Supremo agiu de maneira correta ao não intervir no processo de impedimento da presidente, uma questão política que não será julgada na Justiça comum
Transferido da Justiça para a Advocacia-Geral da União, José Eduardo Cardozo recebeu a tarefa de defender a presidente Dilma no processo de impeachment, e logo compareceu à comissão especial da Câmara formada para apreciar o pedido de impedimento. Lá, foi claro: não deixaria de recorrer à Justiça ao menor sinal, ao seu entendimento, de que direitos de Dilma estivessem sendo malbaratados.Cumpre o que prometeu. Aprovado na comissão o relatório do deputado Jovair Arantes (PTB-GO), a favor do impeachment, Cardozo o desqualificou e recorreu ao Supremo para que a Corte o invalidasse e colocasse a comissão na estaca zero. Como a evidente intenção do governo é ganhar tempo, para tentar obter votos e/ou o compromisso de ausências na votação de plenário, o PCdoB, aliado de Dilma, recorreu à Corte, ao mesmo tempo que Cardozo, contra critério do presidente da Câmara, Eduardo Cunha (PMDB-RJ), para proceder a votação.
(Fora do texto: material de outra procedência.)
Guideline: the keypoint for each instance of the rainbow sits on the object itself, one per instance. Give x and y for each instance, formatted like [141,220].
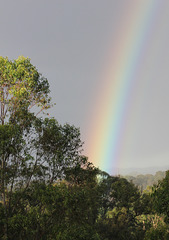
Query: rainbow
[115,95]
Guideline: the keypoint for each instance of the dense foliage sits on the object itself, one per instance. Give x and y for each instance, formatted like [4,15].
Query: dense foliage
[48,189]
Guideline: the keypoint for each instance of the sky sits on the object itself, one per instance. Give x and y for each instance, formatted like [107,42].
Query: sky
[72,42]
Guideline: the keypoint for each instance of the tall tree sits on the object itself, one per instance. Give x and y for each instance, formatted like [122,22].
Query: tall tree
[21,88]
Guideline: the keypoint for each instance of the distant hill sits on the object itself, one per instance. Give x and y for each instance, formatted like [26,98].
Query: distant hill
[143,181]
[136,171]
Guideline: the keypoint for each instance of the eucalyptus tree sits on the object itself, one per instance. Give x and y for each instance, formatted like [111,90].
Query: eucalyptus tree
[21,88]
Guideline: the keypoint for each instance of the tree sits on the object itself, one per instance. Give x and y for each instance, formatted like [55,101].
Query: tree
[34,152]
[161,197]
[21,88]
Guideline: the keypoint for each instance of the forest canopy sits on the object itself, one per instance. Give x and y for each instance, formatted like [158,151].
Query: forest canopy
[48,188]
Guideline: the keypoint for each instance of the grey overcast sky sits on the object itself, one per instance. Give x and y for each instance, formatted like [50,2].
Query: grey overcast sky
[68,41]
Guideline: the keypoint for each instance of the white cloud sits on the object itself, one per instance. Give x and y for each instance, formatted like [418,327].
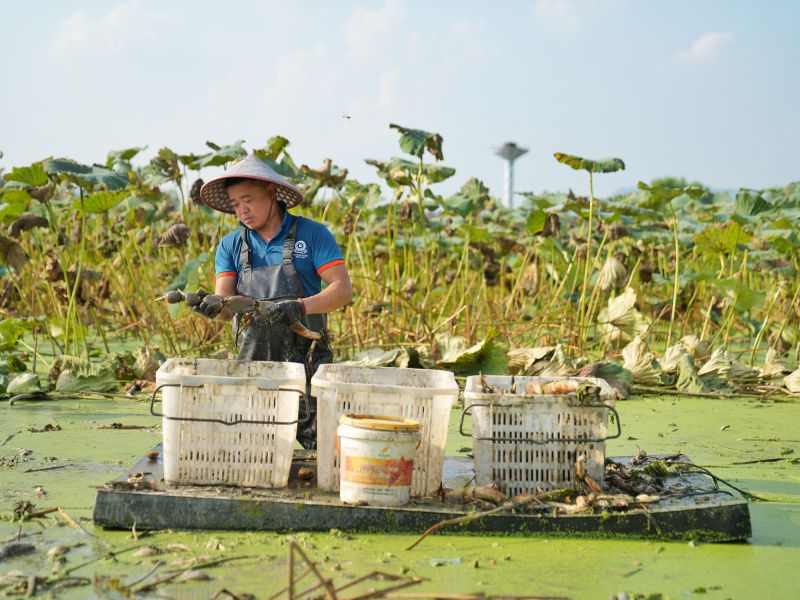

Cunha estabelecera uma ordem de votação que começaria pelas bancadas dos estados do Sul e do Sudeste — de oposição. Depois, reviu a regra, para haver uma alternância entre regiões, mas ainda assim o tema foi ao plenário da Corte. Com a decisão correta do presidente do STF, ministro Ricardo Lewandowski, de realizar sessão de urgência logo na quinta à noite, os dois blocos de contestações, do advogado-geral da União e do partido, foram avaliados de uma só vez, numa jornada de trabalho que se estendeu até a madrugada de ontem.
O recurso mais importante, da AGU, perdeu por maioria de votos, oito a dois — de um lado, o relator Edson Fachin, Luís Roberto Barroso, Cármen Lúcia, Gilmar Mendes, Celso de Mello, Teori Zavascki, Luís Fux e Rosa Weber; de outro, Lewandowski e Marco Aurélio Mello. Já a última forma estabelecida para a votação foi aprovada. A Corte rejeitou a ideia de Cardozo de que houve cerceamento da defesa e inclusão indevida de outros assuntos no relatório da comissão, além daqueles estabelecidos como o centro do pedido do impedimento: pedaladas fiscais e edição de decretos de despesas, ao largo do Congresso, e em 2015. Não foi aceito.
Ficou perceptível em votos contrários aos pedidos da AGU e do PCdoB o cuidado da maioria da Corte em não intervir em assuntos políticos do Congresso. Afinal, na essência um processo de impeachment é político, embora tenha de, por óbvio, seguir a Constituição e legislações correlatas, além de apresentar argumentos sólidos.